Consider the problem below:

1.0 MeV photons are incident on a thick lead ($$\rho$$ = 11.34 g/cm$$^3$$) slab.

a. If the slab is 1.0 cm thick, what percentage of the photons will undergo the photoelectric effect?

b. What thickness of lead is needed to stop 95% of the photons?
c. What thickness of lead is needed to stop or scatter 95% of the photons?

Since the first question concerns just the photoelectric effect, we need the photoelectric effect cross section at 1.0 MeV. From the website, $$\sigma$$ photoelectric = $$1.81 x 10^{-2}$$ cm2/g. Thus,
$N_{photons}(x) = N_0e^{\sigma\rho x}$

$N_{photons} = N_0 e^{-(.0181)(11.34)(1)}$

$N_{photons} = N_0(0.814)$
If 81.4 percent of the photons have not undergone the photoelectric effect, then 18.6% of them have.

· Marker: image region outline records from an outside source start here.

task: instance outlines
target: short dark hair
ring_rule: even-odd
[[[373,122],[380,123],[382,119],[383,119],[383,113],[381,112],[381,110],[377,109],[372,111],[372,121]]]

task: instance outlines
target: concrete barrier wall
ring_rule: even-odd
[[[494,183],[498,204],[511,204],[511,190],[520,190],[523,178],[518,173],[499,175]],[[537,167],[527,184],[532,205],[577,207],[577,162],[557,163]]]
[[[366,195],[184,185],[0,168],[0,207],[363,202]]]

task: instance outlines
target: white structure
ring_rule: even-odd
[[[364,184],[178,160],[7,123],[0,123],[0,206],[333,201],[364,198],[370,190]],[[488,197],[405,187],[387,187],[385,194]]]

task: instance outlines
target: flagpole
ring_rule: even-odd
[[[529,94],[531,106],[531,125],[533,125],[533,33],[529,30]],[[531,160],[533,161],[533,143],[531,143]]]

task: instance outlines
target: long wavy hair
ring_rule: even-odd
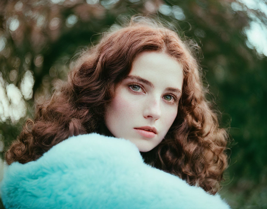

Normally, photons can be “stopped” by either absorption (photoelectric effect) or pair production. Since 1.0 MeV is too low an energy for pair production, the only stopping mechanism is the photoelectric effect. Thus,
$N_{photons}(x)=N_0e^{\sigma \rho x}$

$\frac{N_{photons}}{N_0}=e^{-(.0181)(11.34)x}$

$0.05 = e^{-0.205x}$

$\ln(0.05) = -0.205 x$

$x =14.6 \text{ cm}$

The cross section for stopping and scattering is the total cross section at 1.0 MeV, (\sigma\)total = 7.1 x 10-2 cm2/g. Thus,

$N_{photons}(x)=N_0e^{\sigma \rho x}$

$\frac{N_{photons}}{N_0}=e^{-(.071)(11.34)x}$

$0.05 = e^{-0.805x}$

$\ln(0.05) = -0.805 x$

$x =3.72 \text{ cm}$

The decrease in beam intensity due to both absorption and scattering is referred to as the attenuation of the beam.